The camaraderie and support Vince De Guzman found waiting for him on the Wildcats helped him cope with the pain and once the season got underway, he had basketball to immerse himself in.
"It's definitely been hard for him, but basketball is our sanctuary and everything just gets better when you're on the court," Troy Fontanilla says. "Just being there for him, I think, it's been a big help for him and the whole team, we're all like a brotherhood and we're all looking after each other. We're always there for Vince."
And during the Wildcats' 27-6 season that may yet build upon the program's milestone CIF title, De Guzman has been there consistently for his teammates, as well.
"When we need a rebound, he'll be there, when we need a loose ball he'll dive on the floor and get it, when we need to settle down he's there and when we need big baskets he's there," Cooke says. "I don't think he's had too many bad games this year, especially against tough competition. He's stepped up."
De Guzman averaged 14.1 points per game during the regular season, during which he's had plenty of big games, such as a 24-point performance against El Camino Real on Feb. 4 and 36 points in a win over Village Christian on Nov. 30, 2011 and he's stepped it up over the course of the Wildcats' sectional and state runs.
De Guzman averaged 22 points per game in the sectional playoffs, according to Cooke, and scored 24 in the semifinals against L.A. Adventist before dropping 18 on Cal Lutheran in the finals. In Tuesday's win in the SoCal semifinals over Ribet, a team which defeated the Wildcats during the season, De Guzman scored 18 points to pace a 75-59 win.
"I know I have to pick it up for my team to have a chance," De Guzman says. "My coaches are putting me in the right position to score the ball and sometimes my team just needs that extra scoring in the game."

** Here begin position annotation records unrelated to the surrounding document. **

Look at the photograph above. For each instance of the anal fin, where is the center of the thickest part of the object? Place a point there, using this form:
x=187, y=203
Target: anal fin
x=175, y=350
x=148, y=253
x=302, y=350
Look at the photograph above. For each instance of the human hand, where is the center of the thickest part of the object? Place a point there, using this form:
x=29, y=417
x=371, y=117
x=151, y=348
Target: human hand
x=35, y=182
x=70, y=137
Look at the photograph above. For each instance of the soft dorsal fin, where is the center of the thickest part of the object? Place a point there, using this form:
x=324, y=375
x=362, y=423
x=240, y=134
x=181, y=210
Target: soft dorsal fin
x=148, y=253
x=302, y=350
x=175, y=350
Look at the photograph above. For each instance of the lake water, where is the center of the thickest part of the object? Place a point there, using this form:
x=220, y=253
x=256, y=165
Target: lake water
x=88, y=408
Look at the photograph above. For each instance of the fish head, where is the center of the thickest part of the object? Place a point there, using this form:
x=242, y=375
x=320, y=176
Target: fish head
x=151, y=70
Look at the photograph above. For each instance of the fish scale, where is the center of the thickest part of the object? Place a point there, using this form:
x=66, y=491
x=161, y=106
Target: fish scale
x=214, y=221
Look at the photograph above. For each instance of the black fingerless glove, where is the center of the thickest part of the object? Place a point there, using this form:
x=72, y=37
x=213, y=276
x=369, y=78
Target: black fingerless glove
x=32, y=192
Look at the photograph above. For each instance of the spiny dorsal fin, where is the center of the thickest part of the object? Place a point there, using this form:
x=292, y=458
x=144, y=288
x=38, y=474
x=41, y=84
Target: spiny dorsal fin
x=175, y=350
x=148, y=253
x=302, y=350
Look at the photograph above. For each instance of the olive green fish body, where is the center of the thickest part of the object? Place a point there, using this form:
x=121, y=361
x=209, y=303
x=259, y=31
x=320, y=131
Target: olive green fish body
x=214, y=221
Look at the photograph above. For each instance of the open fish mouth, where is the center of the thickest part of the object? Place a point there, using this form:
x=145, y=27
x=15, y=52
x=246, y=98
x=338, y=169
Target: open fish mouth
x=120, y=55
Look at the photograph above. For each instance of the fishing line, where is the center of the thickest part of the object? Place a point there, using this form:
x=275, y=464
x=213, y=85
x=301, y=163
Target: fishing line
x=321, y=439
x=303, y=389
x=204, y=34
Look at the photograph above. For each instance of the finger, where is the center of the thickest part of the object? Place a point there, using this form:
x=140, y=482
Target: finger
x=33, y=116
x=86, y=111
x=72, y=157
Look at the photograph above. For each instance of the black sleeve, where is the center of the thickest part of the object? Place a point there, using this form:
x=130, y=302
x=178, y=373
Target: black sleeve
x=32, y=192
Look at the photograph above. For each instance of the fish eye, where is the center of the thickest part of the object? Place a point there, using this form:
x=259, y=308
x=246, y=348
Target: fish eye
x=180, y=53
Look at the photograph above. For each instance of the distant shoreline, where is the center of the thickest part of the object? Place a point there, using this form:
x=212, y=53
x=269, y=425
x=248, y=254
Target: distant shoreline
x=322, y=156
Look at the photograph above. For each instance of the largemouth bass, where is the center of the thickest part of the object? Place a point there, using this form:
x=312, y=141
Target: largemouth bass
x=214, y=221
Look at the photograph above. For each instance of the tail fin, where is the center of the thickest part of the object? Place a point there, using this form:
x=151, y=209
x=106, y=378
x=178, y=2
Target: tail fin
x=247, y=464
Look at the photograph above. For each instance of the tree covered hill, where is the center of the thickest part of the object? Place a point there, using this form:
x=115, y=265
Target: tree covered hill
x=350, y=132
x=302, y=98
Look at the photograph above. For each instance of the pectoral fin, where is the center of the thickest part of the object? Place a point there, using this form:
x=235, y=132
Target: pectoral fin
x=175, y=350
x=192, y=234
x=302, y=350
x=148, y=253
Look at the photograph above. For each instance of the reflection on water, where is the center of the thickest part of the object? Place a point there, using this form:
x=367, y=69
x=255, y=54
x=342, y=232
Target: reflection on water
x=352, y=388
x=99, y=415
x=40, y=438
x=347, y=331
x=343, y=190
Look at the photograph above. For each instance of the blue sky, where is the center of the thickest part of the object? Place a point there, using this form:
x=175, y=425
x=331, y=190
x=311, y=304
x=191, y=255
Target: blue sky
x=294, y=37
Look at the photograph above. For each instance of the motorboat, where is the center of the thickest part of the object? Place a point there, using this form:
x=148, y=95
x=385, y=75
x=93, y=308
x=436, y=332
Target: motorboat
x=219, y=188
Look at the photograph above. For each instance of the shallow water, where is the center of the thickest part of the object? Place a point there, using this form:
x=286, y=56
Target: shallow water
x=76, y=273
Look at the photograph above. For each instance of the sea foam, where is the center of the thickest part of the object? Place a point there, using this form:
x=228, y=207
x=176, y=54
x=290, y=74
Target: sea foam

Should the Wildcats find themselves in the midst of another on-court celebration to end the season, there will undoubtedly be joy for De Guzman, but also heartache, as the two conflicting emotions have often been inseparable in a season where the success inspired by his father's memory often serves as the most vivid reminder of his absence.
"I'm so happy that we did [win CIF], but then I look at Vince and when we won that thing, he was crying and I know why he was crying," Niko Fontanilla says. "Because he did it for his dad and his dad wasn't there to see it. It's melancholy for him and as happy as I was for him to do it, I was crying just along with him. It's bittersweet."